Last year, Eli Lilly and Company settle down A whistleblower lawsuit filed by a former employee alleges production problems and wrongful practices involving the pricing of diabetes drugs and insulin. In 2021, the U.S. Department of Justice launched a criminal investigation into an Eli Lilly and Company factory in New Jersey due to suspected manufacturing practices and data falsification. The FDA discovered more defects at the plant last year, Reuters reported in January.
A different Google
At Alphabet, Ashkenazi faces equally huge but distinct challenges.
The company’s core advertising business is on the mend after a difficult 2023, when companies cut ad spending in response to soaring inflation and macroeconomic concerns.
But the company has been on the defensive for much of the past 18 months after the launch of OpenAI’s ChatGPT in late 2022, which caught Google off guard and raised concerns among investors that consumers may soon have new Ways to find information online. Google responded by releasing a series of generative AI products that were criticized as rushed and, in some cases, forced to be withdrawn by the company due to mishaps.
At the same time, although Alphabet is one of the largest companies in the world, it is still a founder-controlled enterprise, with Larry Page and Sergey Brin “maintaining more than 51% of the total voting power of our company, but owning Less than 12% of stocks”.Newest Agency filing.

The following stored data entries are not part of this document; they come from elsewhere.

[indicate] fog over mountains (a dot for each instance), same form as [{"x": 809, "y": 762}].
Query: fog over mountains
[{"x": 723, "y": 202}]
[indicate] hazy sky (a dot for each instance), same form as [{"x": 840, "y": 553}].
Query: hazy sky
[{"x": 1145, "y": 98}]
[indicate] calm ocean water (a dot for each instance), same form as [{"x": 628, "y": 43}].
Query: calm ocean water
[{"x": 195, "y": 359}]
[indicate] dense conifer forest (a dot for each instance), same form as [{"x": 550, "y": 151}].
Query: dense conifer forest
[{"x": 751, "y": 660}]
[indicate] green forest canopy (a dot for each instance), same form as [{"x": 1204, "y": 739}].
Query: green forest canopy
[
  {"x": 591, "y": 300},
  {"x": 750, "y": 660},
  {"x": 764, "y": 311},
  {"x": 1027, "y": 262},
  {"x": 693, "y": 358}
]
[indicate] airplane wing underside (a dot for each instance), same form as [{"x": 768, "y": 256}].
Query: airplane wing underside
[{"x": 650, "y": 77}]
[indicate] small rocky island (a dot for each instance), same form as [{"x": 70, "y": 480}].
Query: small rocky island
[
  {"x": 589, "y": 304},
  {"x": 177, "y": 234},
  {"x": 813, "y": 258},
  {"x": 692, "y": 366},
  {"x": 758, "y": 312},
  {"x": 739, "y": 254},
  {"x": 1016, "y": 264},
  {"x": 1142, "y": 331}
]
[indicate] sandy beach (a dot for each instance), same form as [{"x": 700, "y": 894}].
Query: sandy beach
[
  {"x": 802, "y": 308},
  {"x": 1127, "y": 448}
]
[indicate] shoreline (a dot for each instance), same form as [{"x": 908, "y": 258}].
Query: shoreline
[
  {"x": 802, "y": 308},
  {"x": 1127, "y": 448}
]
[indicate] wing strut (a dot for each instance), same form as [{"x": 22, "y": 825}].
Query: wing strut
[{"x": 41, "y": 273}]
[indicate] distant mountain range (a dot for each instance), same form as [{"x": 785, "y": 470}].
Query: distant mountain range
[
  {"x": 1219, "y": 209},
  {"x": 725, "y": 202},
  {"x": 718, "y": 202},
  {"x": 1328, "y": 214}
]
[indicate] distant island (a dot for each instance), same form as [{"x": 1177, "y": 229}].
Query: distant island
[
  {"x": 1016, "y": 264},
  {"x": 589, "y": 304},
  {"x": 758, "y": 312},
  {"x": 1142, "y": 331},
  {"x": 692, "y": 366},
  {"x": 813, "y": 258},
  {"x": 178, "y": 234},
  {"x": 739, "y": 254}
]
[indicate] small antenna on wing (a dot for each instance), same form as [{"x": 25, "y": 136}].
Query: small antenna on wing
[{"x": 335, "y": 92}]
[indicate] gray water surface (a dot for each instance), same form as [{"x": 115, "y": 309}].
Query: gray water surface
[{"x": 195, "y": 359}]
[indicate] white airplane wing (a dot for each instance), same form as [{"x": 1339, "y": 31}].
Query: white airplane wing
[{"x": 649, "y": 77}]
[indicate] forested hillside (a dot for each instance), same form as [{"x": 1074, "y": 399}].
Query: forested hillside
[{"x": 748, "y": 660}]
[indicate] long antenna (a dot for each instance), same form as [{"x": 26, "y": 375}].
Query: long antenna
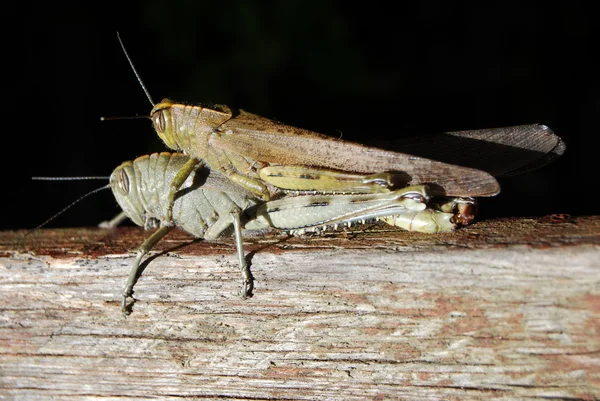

Ashkenazi joins at a time of cultural change at a company known for high salaries, lavish benefits and a vibrant culture in its early decades. Despite record profits, employees have recently become frustrated with declining morale as the company continues to cut costs and are demanding a return to the office after the pandemic.
—CNBC’s Eric Rosenbaum and NBC researcher Toby Lyles contributed to this report.